The 2024 U.S. elections offer a useful reference point. The operational profile was similar: a national event spanning every municipality, county, and state, with a wide range of federal, state, and local agencies each carrying distinct responsibilities but requiring a common operating picture.

Working with those customers, Dataminr built a baseline set of information parameters oriented specifically around election-related events. The goal was simple: give every organization, regardless of function or echelon, the same foundational awareness of what was happening. From there, individual agencies could layer in the specifics relevant to their role — an emergency response team notified of public safety events near polling locations, a transportation department tracking road closures around vote centers, or a federal agency detecting coordinated disruption campaigns.

The baseline is what makes the contextual layering possible. Without it, each organization restarts from zero every time something changes. With it, there’s a shared reference — and when the reference shifts, everyone shifts with it.
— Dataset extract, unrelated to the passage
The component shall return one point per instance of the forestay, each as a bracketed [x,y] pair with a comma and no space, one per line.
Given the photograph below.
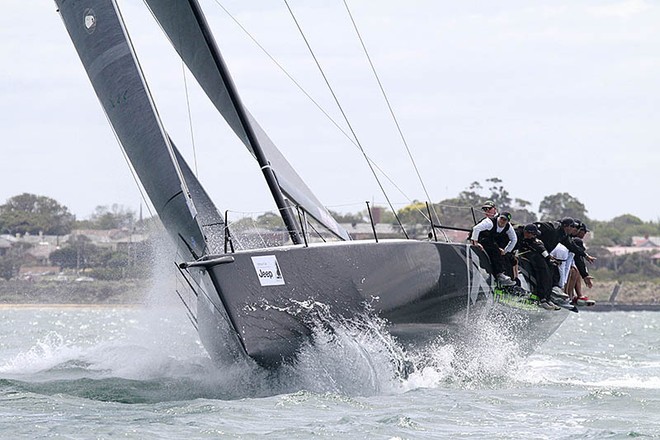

Dataminr in Action: The Potomac Collision

I think a real-world example is helpful in understanding the power of real-time information for public sector teams. 

On the evening of January 29, 2025, an American Airlines regional jet and a U.S. Army Black Hawk helicopter collided over the Potomac River on approach to Reagan National Airport. Within minutes, the incident was drawing response from the Pentagon, the White House Situation Room, Virginia State Police, the National Guard, the FAA, DC Fire, and dozens of other organizations. Every one of them was trying to rapidly establish the same basic facts: what happened, who was involved, what was the timeline.

Dataminr generated 219 related alerts sourced from 46 unique platforms — witness video, sensor data, local news, government notices, alternate social media — automatically fused and translated across multiple languages in real time. Federal agencies used those alerts to pull the tail number of the civilian aircraft, locate footage of the collision, and give its leadership an accurate situational picture within the first critical minutes. Dataminr was running 20 to 30 minutes ahead of local news throughout the incident.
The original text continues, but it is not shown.